What we often see is that npm modules are consuming NODE_ENV as either ‘production’ or something else. When NODE_ENV is set to ‘production’, then less logging is shown, code is optimized for performance and some other stuff is disabled, which makes it a ‘real production code’. React.js is one of the examples in doing this through the whole codebase. Based on that I see developers define NODE_ENV as ‘testing’, ‘acceptance’ and ‘production’ to have more logging in the test environments, less logging in the production and more performant code in the production. In my opinion, this is one of the things, which you should not do.
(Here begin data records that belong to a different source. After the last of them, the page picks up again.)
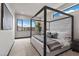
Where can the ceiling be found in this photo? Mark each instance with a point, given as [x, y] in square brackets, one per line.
[31, 9]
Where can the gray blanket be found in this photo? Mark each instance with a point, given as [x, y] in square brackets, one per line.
[52, 44]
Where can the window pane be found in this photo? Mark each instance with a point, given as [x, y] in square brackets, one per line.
[72, 9]
[19, 26]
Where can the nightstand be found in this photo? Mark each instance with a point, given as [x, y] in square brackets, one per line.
[75, 45]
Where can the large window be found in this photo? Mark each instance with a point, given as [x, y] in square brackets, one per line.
[24, 24]
[68, 10]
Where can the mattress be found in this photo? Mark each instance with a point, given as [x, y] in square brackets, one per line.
[52, 48]
[52, 44]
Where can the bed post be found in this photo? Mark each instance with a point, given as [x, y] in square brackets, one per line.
[45, 18]
[72, 29]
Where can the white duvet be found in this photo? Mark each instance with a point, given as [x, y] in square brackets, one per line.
[63, 42]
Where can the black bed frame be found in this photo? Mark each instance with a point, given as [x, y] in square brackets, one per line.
[45, 8]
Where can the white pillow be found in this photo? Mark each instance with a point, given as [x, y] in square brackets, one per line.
[63, 35]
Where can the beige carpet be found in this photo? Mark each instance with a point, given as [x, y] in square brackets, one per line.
[22, 47]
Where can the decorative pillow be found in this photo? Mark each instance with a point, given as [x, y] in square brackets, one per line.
[54, 35]
[63, 35]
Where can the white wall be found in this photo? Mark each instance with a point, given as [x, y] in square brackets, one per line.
[21, 33]
[6, 37]
[0, 16]
[6, 41]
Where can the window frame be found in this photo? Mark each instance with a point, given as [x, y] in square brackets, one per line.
[66, 9]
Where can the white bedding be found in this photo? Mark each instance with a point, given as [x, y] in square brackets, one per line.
[63, 42]
[39, 46]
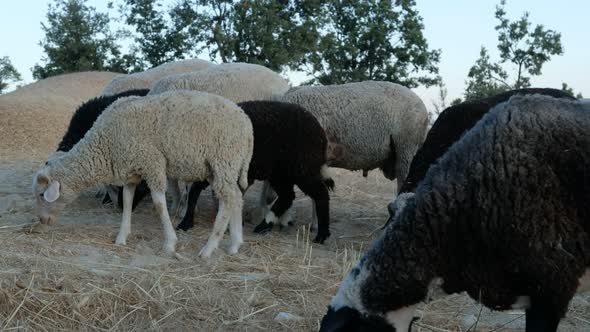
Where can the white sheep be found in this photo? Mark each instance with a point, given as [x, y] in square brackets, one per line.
[369, 125]
[137, 138]
[237, 82]
[377, 124]
[502, 215]
[145, 79]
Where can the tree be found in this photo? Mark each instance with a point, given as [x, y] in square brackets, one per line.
[440, 104]
[77, 38]
[159, 37]
[373, 40]
[526, 48]
[273, 33]
[570, 91]
[8, 73]
[485, 78]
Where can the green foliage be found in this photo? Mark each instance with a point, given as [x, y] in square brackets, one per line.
[272, 33]
[526, 48]
[8, 74]
[570, 91]
[158, 39]
[373, 40]
[77, 38]
[485, 78]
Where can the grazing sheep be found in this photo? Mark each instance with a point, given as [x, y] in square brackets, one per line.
[450, 125]
[377, 124]
[145, 79]
[237, 82]
[137, 138]
[82, 121]
[289, 149]
[503, 215]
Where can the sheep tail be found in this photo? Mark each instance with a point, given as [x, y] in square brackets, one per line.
[243, 181]
[327, 177]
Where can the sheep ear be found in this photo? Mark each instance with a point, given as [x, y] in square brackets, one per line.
[42, 180]
[51, 194]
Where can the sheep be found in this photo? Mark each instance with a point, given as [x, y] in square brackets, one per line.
[26, 112]
[145, 79]
[502, 215]
[136, 138]
[289, 149]
[237, 82]
[82, 121]
[376, 124]
[450, 125]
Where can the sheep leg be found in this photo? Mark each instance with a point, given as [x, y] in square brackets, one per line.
[175, 193]
[191, 208]
[317, 190]
[128, 192]
[286, 195]
[221, 222]
[236, 227]
[113, 195]
[263, 204]
[287, 218]
[159, 199]
[314, 216]
[141, 192]
[541, 318]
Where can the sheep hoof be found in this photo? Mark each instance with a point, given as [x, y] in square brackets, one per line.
[233, 249]
[206, 252]
[184, 225]
[121, 241]
[320, 238]
[286, 225]
[107, 199]
[263, 227]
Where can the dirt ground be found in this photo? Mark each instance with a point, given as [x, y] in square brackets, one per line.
[72, 277]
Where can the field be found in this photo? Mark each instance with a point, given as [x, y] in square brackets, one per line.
[72, 276]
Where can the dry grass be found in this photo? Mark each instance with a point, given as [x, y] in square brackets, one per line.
[71, 277]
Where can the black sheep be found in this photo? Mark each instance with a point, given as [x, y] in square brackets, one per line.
[82, 121]
[289, 149]
[503, 215]
[448, 128]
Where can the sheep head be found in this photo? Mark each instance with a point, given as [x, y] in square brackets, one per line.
[50, 194]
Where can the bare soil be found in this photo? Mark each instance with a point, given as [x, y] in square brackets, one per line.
[73, 277]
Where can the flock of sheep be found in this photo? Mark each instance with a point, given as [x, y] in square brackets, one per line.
[492, 198]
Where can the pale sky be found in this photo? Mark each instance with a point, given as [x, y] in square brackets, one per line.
[458, 27]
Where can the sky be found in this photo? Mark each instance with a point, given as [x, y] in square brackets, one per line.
[458, 27]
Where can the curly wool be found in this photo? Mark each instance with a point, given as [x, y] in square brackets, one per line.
[368, 119]
[139, 135]
[520, 176]
[86, 114]
[289, 149]
[237, 82]
[145, 79]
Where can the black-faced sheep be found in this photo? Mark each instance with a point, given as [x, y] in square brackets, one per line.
[289, 149]
[82, 121]
[377, 124]
[137, 138]
[503, 215]
[448, 128]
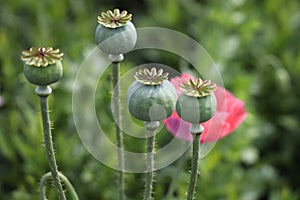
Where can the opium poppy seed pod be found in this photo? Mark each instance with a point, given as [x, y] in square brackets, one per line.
[115, 34]
[197, 103]
[42, 65]
[151, 97]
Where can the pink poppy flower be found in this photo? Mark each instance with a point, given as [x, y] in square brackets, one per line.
[229, 115]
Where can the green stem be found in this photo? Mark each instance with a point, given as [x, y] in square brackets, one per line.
[116, 76]
[68, 184]
[43, 92]
[194, 170]
[175, 178]
[151, 127]
[195, 129]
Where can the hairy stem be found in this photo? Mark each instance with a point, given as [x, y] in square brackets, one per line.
[65, 180]
[151, 127]
[194, 170]
[43, 92]
[119, 135]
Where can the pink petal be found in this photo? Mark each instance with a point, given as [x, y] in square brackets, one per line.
[229, 115]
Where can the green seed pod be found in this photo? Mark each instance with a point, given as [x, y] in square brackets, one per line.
[196, 109]
[42, 65]
[151, 97]
[197, 103]
[115, 34]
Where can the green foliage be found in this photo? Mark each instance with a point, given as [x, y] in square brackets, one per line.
[256, 45]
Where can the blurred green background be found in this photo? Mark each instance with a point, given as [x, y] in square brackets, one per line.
[256, 44]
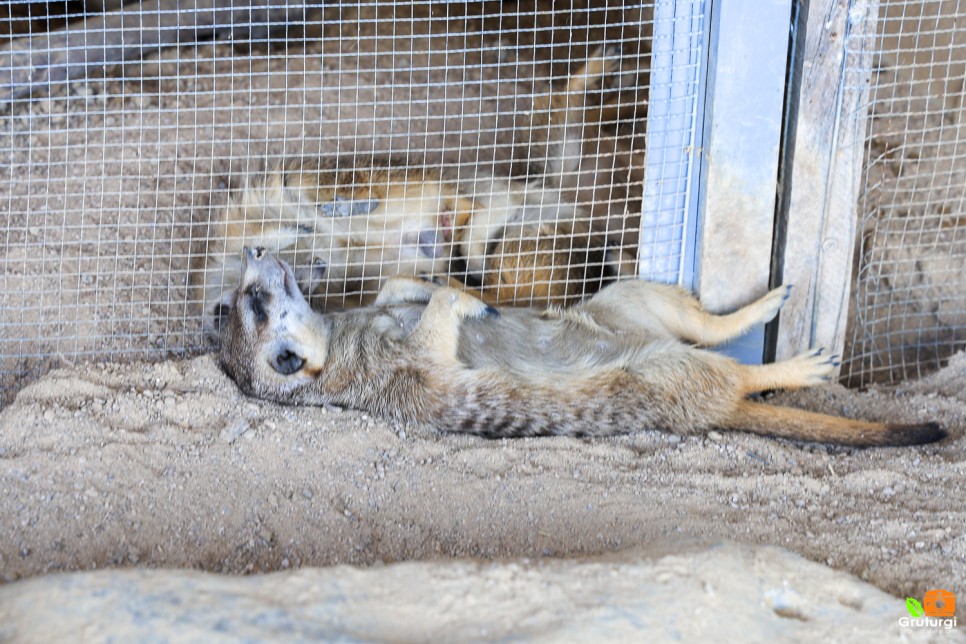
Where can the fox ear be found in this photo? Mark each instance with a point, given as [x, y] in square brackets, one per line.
[216, 316]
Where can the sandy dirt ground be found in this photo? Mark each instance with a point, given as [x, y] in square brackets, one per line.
[168, 465]
[721, 592]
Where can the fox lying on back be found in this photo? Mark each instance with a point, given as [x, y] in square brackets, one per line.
[610, 365]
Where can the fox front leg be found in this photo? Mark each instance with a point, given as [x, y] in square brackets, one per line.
[405, 289]
[438, 331]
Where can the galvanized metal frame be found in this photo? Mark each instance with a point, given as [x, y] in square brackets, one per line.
[711, 188]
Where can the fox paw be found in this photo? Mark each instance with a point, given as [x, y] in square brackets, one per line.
[405, 290]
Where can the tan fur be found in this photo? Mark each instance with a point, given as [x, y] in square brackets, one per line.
[524, 242]
[433, 354]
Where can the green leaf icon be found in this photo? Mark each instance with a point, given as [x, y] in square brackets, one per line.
[914, 607]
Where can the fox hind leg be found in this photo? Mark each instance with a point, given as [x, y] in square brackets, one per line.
[646, 307]
[804, 370]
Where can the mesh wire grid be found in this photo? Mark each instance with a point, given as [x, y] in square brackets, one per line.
[113, 182]
[909, 299]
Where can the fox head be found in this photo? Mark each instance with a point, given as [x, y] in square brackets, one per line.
[273, 344]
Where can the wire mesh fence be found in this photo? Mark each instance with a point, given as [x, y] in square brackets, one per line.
[909, 298]
[119, 163]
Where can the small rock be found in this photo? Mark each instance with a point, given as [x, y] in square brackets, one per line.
[234, 430]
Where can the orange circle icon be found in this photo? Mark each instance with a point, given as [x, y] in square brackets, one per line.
[939, 603]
When code moves through the DTAP pipeline you want it to be as similar as possible on all the stages. It’s not without the reason that there are ‘testing’ and ‘acceptance’ stages, besides the ‘production’. By making difference inside the code and making it ‘development|testing|acceptance’ code and ‘production’ one, you can’t guarantee that the code which runs in DTA environments will run in ‘production’ the same way. Due to the subtle differences, bugs can popup at the places where you don’t expect them.

The second reason is extra logging which you get on non ‘production’ mode. You would say – That’s exactly what I want in my DTA environments – but I would argue. By making explicit differentiation between DTA and P you branch your release/debug process into two different threads: debugging production code and debugging loggable code. Though if debugging of production code is not in your daily workflow, then probably you will stuck for much longer when things will go wrong there. often people only learn when they’re doing something periodically. But how could we learn to trace and debug ‘production’ code if that doesn’t happen in the daily workflow? Also don’t forget that production bug must be solved MUCH faster than any other bug. This is what makes it even more high priority to learn to do this early in the phase of software development.
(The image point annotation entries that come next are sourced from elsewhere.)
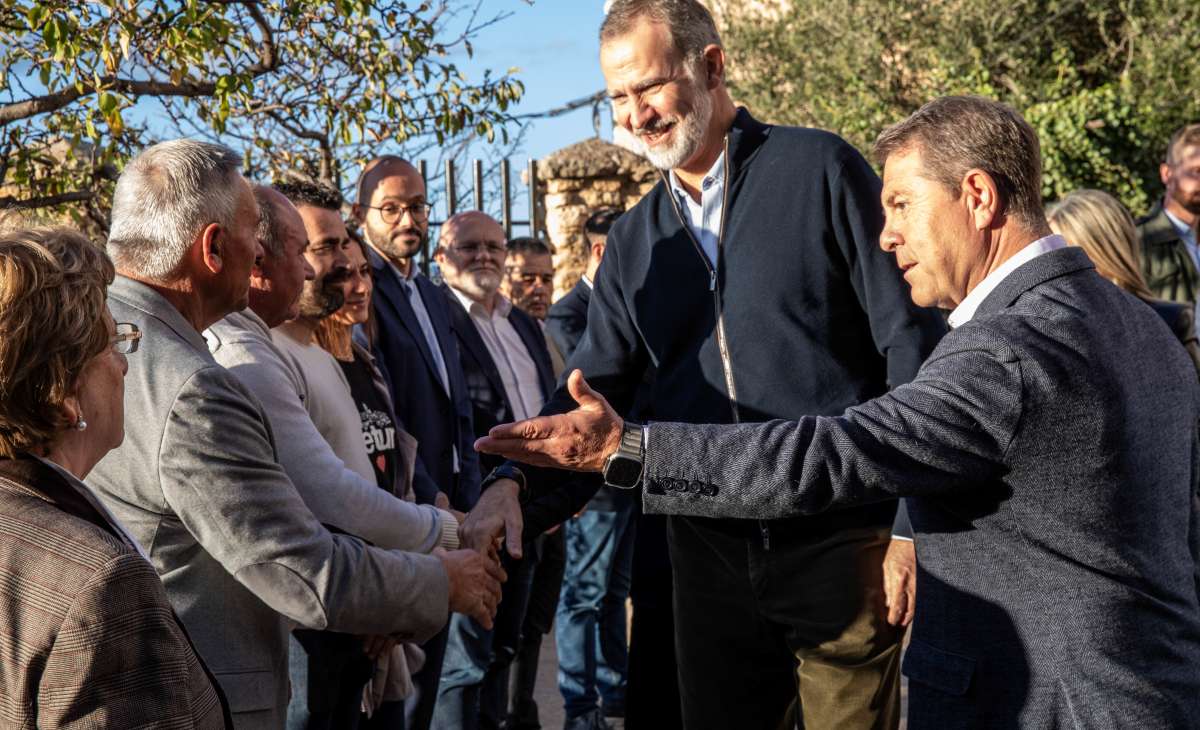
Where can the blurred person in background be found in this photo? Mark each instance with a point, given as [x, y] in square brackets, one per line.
[88, 633]
[529, 283]
[508, 371]
[1102, 226]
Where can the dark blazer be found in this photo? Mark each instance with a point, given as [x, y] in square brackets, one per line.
[438, 422]
[804, 312]
[1049, 448]
[568, 318]
[1165, 262]
[490, 402]
[1181, 318]
[88, 633]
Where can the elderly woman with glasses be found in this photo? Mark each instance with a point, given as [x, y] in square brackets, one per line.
[87, 634]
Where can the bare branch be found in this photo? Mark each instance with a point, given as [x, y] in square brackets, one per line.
[12, 202]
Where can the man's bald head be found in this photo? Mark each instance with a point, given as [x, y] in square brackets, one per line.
[471, 253]
[384, 167]
[277, 280]
[469, 221]
[393, 209]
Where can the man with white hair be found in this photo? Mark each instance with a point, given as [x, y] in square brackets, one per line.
[197, 479]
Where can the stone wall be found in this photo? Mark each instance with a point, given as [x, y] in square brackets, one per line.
[575, 181]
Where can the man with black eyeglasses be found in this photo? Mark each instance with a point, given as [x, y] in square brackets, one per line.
[509, 372]
[419, 357]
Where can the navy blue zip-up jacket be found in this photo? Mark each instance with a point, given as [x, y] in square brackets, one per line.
[815, 316]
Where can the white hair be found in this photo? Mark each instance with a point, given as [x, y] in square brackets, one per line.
[166, 196]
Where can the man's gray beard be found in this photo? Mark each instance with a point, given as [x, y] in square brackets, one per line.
[471, 285]
[321, 299]
[385, 246]
[689, 136]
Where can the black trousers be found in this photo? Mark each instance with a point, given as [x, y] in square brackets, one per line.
[652, 688]
[766, 629]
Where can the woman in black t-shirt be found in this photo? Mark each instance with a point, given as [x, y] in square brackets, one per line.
[371, 396]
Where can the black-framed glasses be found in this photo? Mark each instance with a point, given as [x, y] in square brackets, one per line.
[390, 213]
[475, 247]
[126, 339]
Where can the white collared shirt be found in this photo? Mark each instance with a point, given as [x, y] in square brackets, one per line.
[966, 309]
[91, 498]
[705, 217]
[423, 318]
[431, 337]
[517, 370]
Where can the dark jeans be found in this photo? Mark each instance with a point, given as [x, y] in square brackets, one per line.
[763, 633]
[417, 710]
[547, 581]
[652, 693]
[328, 671]
[591, 623]
[473, 692]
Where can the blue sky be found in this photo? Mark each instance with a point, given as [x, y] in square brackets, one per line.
[553, 45]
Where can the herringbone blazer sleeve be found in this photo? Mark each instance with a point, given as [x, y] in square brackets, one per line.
[949, 429]
[121, 660]
[217, 474]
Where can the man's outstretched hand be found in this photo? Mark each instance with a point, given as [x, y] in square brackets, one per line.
[579, 441]
[496, 515]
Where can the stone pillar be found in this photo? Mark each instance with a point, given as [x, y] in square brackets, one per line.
[575, 181]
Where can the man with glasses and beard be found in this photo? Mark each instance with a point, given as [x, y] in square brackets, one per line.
[306, 399]
[419, 357]
[751, 279]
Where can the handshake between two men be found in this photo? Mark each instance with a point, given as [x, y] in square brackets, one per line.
[582, 441]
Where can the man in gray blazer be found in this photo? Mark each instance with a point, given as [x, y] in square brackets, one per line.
[1049, 446]
[197, 479]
The last reason of not using NODE_ENV for defining environments applies only for isomorphic apps. This doesn’t make it less important to me. If you stick to the NODE_ENV this means you will also have to use it in the client code. Say honestly if (NODE_ENV === 'acceptance') looks weird in the client, isn’t it? There is no node in the browser, so it makes no sense.

Here is my rule of thumb. First of all keep your code similar as possible through all the environments and keep NODE_ENV always on ‘production’. Second, if you have to use differentiation, make a new variable for your environment, like APP_ENV or CODE_ENV, you name it. For example, we used APP_ENV for defining our environments, because we used shared log DB and need the way to know, where it comes from.